段階的に進めることが、リスクを最小化しながら収入を増やす現実的なアプローチです。
▶関連記事:【理学療法士の副業はバレる?】原因6つとバレない対策法を徹底解説
▶関連記事:【理学療法士の副業は禁止?】就業規則の確認方法と懲戒処分を回避する対策
私が副業整体を選んだ理由|管理職にならなかった14年目の現在地
正直に言います。
管理職のオファーがなかったわけではありません。
年数を重ねていけば、そういった打診は自然と来ます。
私にも、そのタイミングがありました。
でも、断りました。
理由は単純です。
管理職になることで、自分が本当にやりたいことから遠ざかるとわかっていたからです。
患者様の前に立ち、自分の手で誰かの体を変える。
その瞬間に理学療法士としての喜びがあると、14年間働いてきた中で確信していました。

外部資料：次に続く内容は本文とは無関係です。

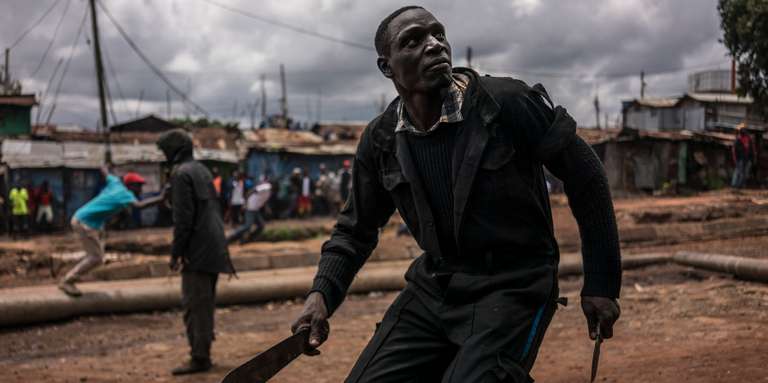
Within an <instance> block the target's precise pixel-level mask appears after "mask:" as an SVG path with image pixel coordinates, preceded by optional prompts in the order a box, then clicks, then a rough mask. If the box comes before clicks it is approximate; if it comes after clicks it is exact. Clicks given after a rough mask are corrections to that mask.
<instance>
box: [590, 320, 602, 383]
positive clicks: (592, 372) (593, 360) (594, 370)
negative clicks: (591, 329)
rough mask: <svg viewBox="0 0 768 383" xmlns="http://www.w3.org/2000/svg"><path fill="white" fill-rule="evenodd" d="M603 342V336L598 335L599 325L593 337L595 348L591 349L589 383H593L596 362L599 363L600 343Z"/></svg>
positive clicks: (594, 375)
mask: <svg viewBox="0 0 768 383" xmlns="http://www.w3.org/2000/svg"><path fill="white" fill-rule="evenodd" d="M602 343H603V337H602V336H600V327H598V328H597V336H596V337H595V350H594V351H592V379H590V383H595V378H596V377H597V364H598V363H600V345H601V344H602Z"/></svg>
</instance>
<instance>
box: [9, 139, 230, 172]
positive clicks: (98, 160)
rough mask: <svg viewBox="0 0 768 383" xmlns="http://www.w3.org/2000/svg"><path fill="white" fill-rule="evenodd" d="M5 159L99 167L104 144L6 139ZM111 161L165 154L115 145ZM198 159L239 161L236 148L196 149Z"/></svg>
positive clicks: (82, 168)
mask: <svg viewBox="0 0 768 383" xmlns="http://www.w3.org/2000/svg"><path fill="white" fill-rule="evenodd" d="M0 152H2V161H3V162H5V163H6V164H7V165H8V166H10V167H11V168H41V167H42V168H52V167H59V166H64V167H68V168H73V169H96V168H99V167H100V166H101V165H102V164H103V163H104V153H105V152H106V148H105V146H104V144H101V143H93V142H77V141H68V142H63V143H62V142H52V141H33V140H13V139H7V140H4V141H3V143H2V147H0ZM111 152H112V163H114V164H115V165H124V164H130V163H160V162H164V161H165V155H163V153H162V152H161V151H160V150H159V149H158V148H157V146H155V145H152V144H112V145H111ZM195 158H196V159H198V160H214V161H221V162H228V163H233V164H234V163H237V162H238V156H237V151H235V150H221V149H201V148H195Z"/></svg>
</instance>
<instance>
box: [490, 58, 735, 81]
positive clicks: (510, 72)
mask: <svg viewBox="0 0 768 383" xmlns="http://www.w3.org/2000/svg"><path fill="white" fill-rule="evenodd" d="M724 63H725V62H724V61H718V62H712V63H707V64H701V65H694V66H687V67H677V68H670V69H663V70H656V71H646V72H645V74H646V76H658V75H663V74H669V73H677V72H682V71H689V70H695V69H702V68H709V67H713V66H716V65H721V64H724ZM481 69H484V70H488V71H494V72H507V73H516V74H522V75H526V76H533V77H548V78H570V79H577V80H594V79H597V78H601V79H619V78H624V77H633V76H637V74H638V73H639V72H640V71H628V72H615V73H604V74H600V73H596V74H588V73H574V72H540V71H530V70H525V69H499V68H487V67H482V68H481Z"/></svg>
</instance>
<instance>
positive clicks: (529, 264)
mask: <svg viewBox="0 0 768 383" xmlns="http://www.w3.org/2000/svg"><path fill="white" fill-rule="evenodd" d="M375 45H376V51H377V53H378V59H377V64H378V68H379V70H380V71H381V73H382V74H383V75H384V76H385V77H386V78H388V79H390V80H391V81H392V83H393V84H394V86H395V89H396V90H397V93H398V95H399V97H397V98H396V99H395V100H394V101H392V103H391V104H390V105H389V107H388V108H387V109H386V111H384V112H383V113H382V114H381V115H379V116H378V117H376V118H375V119H374V120H373V121H371V122H370V123H369V124H368V127H367V128H366V129H365V131H364V133H363V135H362V138H361V140H360V143H359V145H358V148H357V153H356V155H355V167H354V169H353V171H352V189H351V194H350V196H349V199H348V201H347V203H346V205H345V207H344V209H343V211H342V212H341V214H340V215H339V218H338V221H337V223H336V226H335V228H334V230H333V232H332V234H331V238H330V239H329V240H328V241H327V242H325V244H323V246H322V255H321V258H320V262H319V267H318V271H317V274H316V277H315V280H314V285H313V287H312V289H311V292H310V294H309V295H308V296H307V299H306V302H305V305H304V309H303V311H302V312H301V313H300V315H299V317H298V319H297V320H296V321H295V322H294V324H293V326H292V329H293V330H294V331H298V330H301V329H305V328H309V331H310V335H309V342H310V346H312V347H314V348H316V347H317V346H319V345H320V344H321V343H323V342H324V341H325V340H326V338H327V337H328V335H329V332H330V328H329V324H328V320H327V319H328V317H329V316H330V315H331V314H333V313H334V311H336V309H337V308H338V307H339V305H340V304H341V303H342V301H343V299H344V297H345V295H346V293H347V289H348V288H349V286H350V283H351V282H352V280H353V279H354V276H355V274H356V273H357V272H358V270H360V268H361V267H362V266H363V264H364V263H365V262H366V260H367V259H368V257H369V255H370V254H371V251H372V250H373V249H374V248H375V247H376V244H377V241H378V234H379V229H380V228H382V227H383V226H384V225H385V224H386V223H387V221H388V220H389V218H390V216H391V215H392V214H393V212H394V211H395V209H397V210H398V211H399V213H400V215H401V216H402V217H403V220H404V221H405V223H406V224H407V225H408V228H409V229H410V231H411V233H413V236H414V238H415V239H416V241H417V242H418V244H419V246H420V248H421V249H422V250H423V252H424V253H423V254H422V255H421V256H420V257H418V258H417V259H415V260H414V262H413V263H412V264H411V266H410V268H409V269H408V271H407V273H406V275H405V278H406V281H407V285H406V287H405V289H404V290H403V291H402V292H401V293H400V295H399V296H398V297H397V299H395V301H394V302H393V303H392V305H391V306H390V307H389V309H388V310H387V312H386V314H385V315H384V318H383V320H382V322H381V323H380V325H378V326H377V329H376V331H375V332H374V335H373V337H372V339H371V340H370V342H369V343H368V346H367V347H366V348H365V349H364V350H363V351H362V354H361V355H360V357H359V358H358V360H357V363H356V364H355V365H354V367H353V368H352V371H351V373H350V374H349V376H348V378H347V382H377V383H382V382H406V381H407V382H462V383H471V382H532V381H533V379H532V378H531V377H530V375H529V371H530V370H531V367H532V366H533V363H534V359H535V358H536V355H537V352H538V348H539V345H540V343H541V340H542V338H543V336H544V332H545V330H546V329H547V326H548V325H549V323H550V320H551V319H552V316H553V315H554V313H555V310H556V307H557V304H558V302H562V300H560V299H558V296H559V293H558V279H557V268H558V263H559V251H558V245H557V242H556V241H555V235H554V232H553V222H552V214H551V208H550V204H549V198H548V194H547V189H546V180H545V177H544V169H543V167H544V166H546V168H547V169H549V171H550V172H551V173H553V174H554V175H556V176H557V177H558V178H560V179H561V180H563V182H564V183H565V191H566V193H567V195H568V198H569V203H570V206H571V210H572V212H573V214H574V216H575V217H576V220H577V222H578V224H579V230H580V233H581V240H582V256H583V263H584V286H583V288H582V290H581V305H582V308H583V311H584V314H585V316H586V319H587V324H588V326H587V328H588V335H589V337H591V338H593V339H594V338H595V337H597V335H598V333H599V334H600V336H601V337H603V338H610V337H611V336H612V333H613V324H614V322H615V321H616V320H617V318H618V316H619V306H618V303H617V300H616V299H617V298H618V297H619V290H620V285H621V262H620V253H619V242H618V235H617V228H616V221H615V217H614V213H613V207H612V202H611V196H610V192H609V189H608V183H607V180H606V176H605V173H604V170H603V167H602V165H601V163H600V160H599V159H598V157H597V156H596V155H595V153H594V152H593V151H592V149H591V148H590V147H589V145H587V144H586V143H585V142H584V141H583V140H582V139H580V138H579V137H578V136H577V135H576V122H575V121H574V120H573V119H572V118H571V117H570V116H569V115H568V114H567V113H566V111H565V109H564V108H562V107H560V106H554V105H553V104H552V103H551V101H550V98H549V95H548V94H547V93H546V91H545V90H544V88H543V87H541V86H540V85H536V86H533V87H530V86H528V85H526V84H525V83H524V82H522V81H520V80H517V79H513V78H501V77H489V76H479V75H478V74H477V73H476V72H474V71H473V70H471V69H467V68H454V67H453V66H452V63H451V46H450V44H449V43H448V38H447V34H446V30H445V27H444V26H443V24H442V23H440V22H439V21H438V20H437V19H436V18H435V17H434V16H433V15H432V14H431V13H430V12H428V11H427V10H425V9H424V8H422V7H413V6H411V7H404V8H400V9H398V10H396V11H395V12H393V13H391V14H390V15H389V16H387V17H386V18H384V20H383V21H382V22H381V24H380V25H379V28H378V30H377V31H376V36H375ZM316 351H317V350H314V349H310V350H309V351H308V353H310V354H315V353H316ZM585 357H586V358H589V356H585Z"/></svg>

管理職を断った後、収入をどう上げるかを真剣に考えました。
そして行き着いたのが、副業整体という選択肢でした。
始めた当初は不安だらけでした。
本当に患者様が来てくれるのか。
本業に支障は出ないか。
家族に迷惑をかけないか。
それでも、小さく始めて、一人ひとりと丁寧に向き合ううちに、少しずつ形になっていきました。
今は、病院での仕事も副業整体も、どちらも「臨床家として働いている」という実感があります。
管理職にはならず、臨床家として患者様の前に立ち続けながら、収入も着実に増えています。
これが、私が選んだ14年目の現在地です。
副業整体の具体的な始め方については、次のロードマップ記事で詳しく解説しています。
▶関連記事:【理学療法士による副業整体の始め方】月5万円作るまでの完全ロードマップ
まとめ
管理職にならなくても、収入を増やす現実的な方法はあります。
一つ目は転職による底上げ。二つ目は副業整体による技術の収益化。三つ目は本業と副業の相乗効果を意図的に作ることです。
この3つを順番に積み上げていくことで、臨床家としての自分を手放すことなく、収入を増やすことができます。
大切なのは「管理職か、現状維持か」という二択から抜け出すことです。
その二択に縛られている限り、どちらを選んでも何かを失い続けます。
管理職を選べば臨床を失い、現状維持を選べば収入の伸びを失う。
でも第三の選択肢があるなら、話は変わります。
私は今、総合病院の回復期リハビリ病棟で勤務しながら、副業整体を続けています。
管理職ではなく、臨床家として患者様の前に立ちながら、収入も着実に増えています。
かつての私と同じ悩みを抱えているあなたに、この現実を知ってほしいと思います。